En ese entonces no usaba
cachucha. La primera vez que lo ví traía collarín en el cuello y cabrestillo en
un brazo a consecuencia de un levantón que le habían dado para que no publicara
su libro 100 preguntas sobre el caso Colosio.
Felipe era terco y luego
de una charla con mi tío Xavier terminé capturando en la computadora el grueso
engargolado que nos llevó a imprimir. A mis 18 años fue mi primer acercamiento
con un trabajo periodístico y estaba muy emocionado además por capturar la obra
del corresponsal de la revista Quehacer Político.

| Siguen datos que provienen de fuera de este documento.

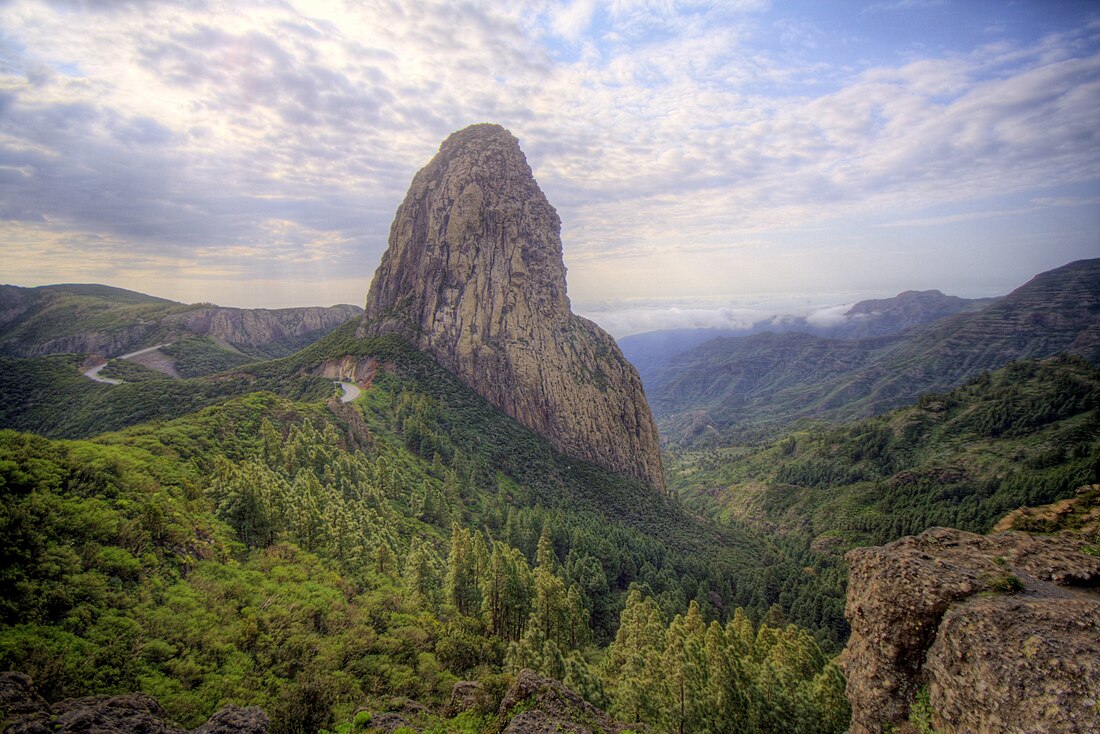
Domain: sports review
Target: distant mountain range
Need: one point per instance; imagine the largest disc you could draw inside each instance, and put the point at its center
(651, 351)
(99, 319)
(750, 385)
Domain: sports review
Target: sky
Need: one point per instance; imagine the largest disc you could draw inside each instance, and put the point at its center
(708, 159)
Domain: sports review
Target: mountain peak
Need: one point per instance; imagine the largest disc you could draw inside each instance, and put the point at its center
(474, 276)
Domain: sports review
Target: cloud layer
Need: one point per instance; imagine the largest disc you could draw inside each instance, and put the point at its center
(694, 148)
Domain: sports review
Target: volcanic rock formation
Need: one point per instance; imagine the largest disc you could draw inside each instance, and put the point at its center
(1002, 630)
(474, 276)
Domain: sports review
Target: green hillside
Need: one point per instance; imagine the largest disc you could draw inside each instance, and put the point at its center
(314, 558)
(736, 390)
(1025, 435)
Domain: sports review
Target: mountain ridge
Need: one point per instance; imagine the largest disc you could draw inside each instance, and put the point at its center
(106, 320)
(762, 383)
(876, 317)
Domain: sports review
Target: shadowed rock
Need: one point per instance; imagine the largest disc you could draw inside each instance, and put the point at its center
(474, 276)
(1001, 628)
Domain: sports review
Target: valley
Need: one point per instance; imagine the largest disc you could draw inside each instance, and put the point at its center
(453, 511)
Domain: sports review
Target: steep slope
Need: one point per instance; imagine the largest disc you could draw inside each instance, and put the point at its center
(1026, 434)
(98, 319)
(766, 382)
(296, 556)
(474, 276)
(998, 631)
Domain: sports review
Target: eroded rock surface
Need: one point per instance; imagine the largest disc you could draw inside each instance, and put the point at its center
(546, 707)
(474, 276)
(979, 621)
(23, 711)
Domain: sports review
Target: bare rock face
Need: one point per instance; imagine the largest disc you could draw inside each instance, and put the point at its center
(474, 276)
(23, 711)
(546, 707)
(1001, 628)
(261, 327)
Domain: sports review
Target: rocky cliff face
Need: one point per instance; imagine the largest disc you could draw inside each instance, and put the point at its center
(474, 276)
(1002, 630)
(96, 319)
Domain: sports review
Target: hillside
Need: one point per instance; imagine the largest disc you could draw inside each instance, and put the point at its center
(879, 317)
(1027, 434)
(733, 389)
(315, 558)
(97, 319)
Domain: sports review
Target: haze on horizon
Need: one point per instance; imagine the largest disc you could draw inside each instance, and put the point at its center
(706, 159)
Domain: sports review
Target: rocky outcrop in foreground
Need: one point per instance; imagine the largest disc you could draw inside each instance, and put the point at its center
(542, 705)
(474, 276)
(23, 711)
(1001, 630)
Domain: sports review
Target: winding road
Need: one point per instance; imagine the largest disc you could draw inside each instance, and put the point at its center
(94, 372)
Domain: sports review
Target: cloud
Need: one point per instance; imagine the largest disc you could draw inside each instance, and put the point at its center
(673, 138)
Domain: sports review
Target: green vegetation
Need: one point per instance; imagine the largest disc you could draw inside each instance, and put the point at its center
(196, 357)
(1025, 435)
(131, 372)
(314, 558)
(744, 390)
(48, 395)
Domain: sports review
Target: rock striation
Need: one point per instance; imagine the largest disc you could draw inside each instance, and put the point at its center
(1002, 630)
(474, 276)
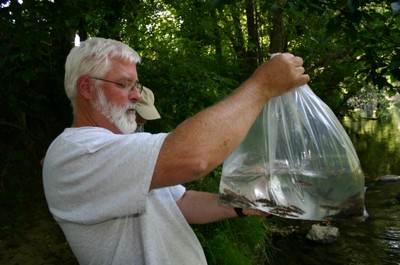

Años más tarde compartimos
micrófonos en el programa Charlemos de mi amigo Jorge Valente Nava. Cuando con
Valente lanzamos al aire Tribuna Popular propuse incluir las famosas comadres de la columna de Felipe y
ambos aceptaron. Jigney y Caro, asistentes de Jorge hicieron las voces. Fue
fantástico escuchar en la magia de la radio los divertidos textos de sátira
política que Felipe publicaba en su
columna Indiscreción entre comadres.
Siempre me llamó la
atención que era un hombre sociable, alegre, pero solitario. De su familia
hablaba con orgullo de su hija estudiante de cinematografía a la que no conocí.
Pero él vivía solo en
Acapulco en un local cercano a la Fiscalía donde las veces que lo visité solo
veía un escritorio. Nunca me atreví a preguntarle si no tenía más muebles.
En ese escritorio donde
daba vida a sus libros, columnas y últimamente a sus videos para redes sociales
murió Felipe Victoria Zepeda.
El escritor, investigador
y maestro de la sátira, se fue como suelen irse quienes se dedican a este
oficio de locos, solo y en la pobreza.
Descansa en paz Felipe,
Proculina y Torturina están de luto y no hablarán más. Los vamos a extrañar.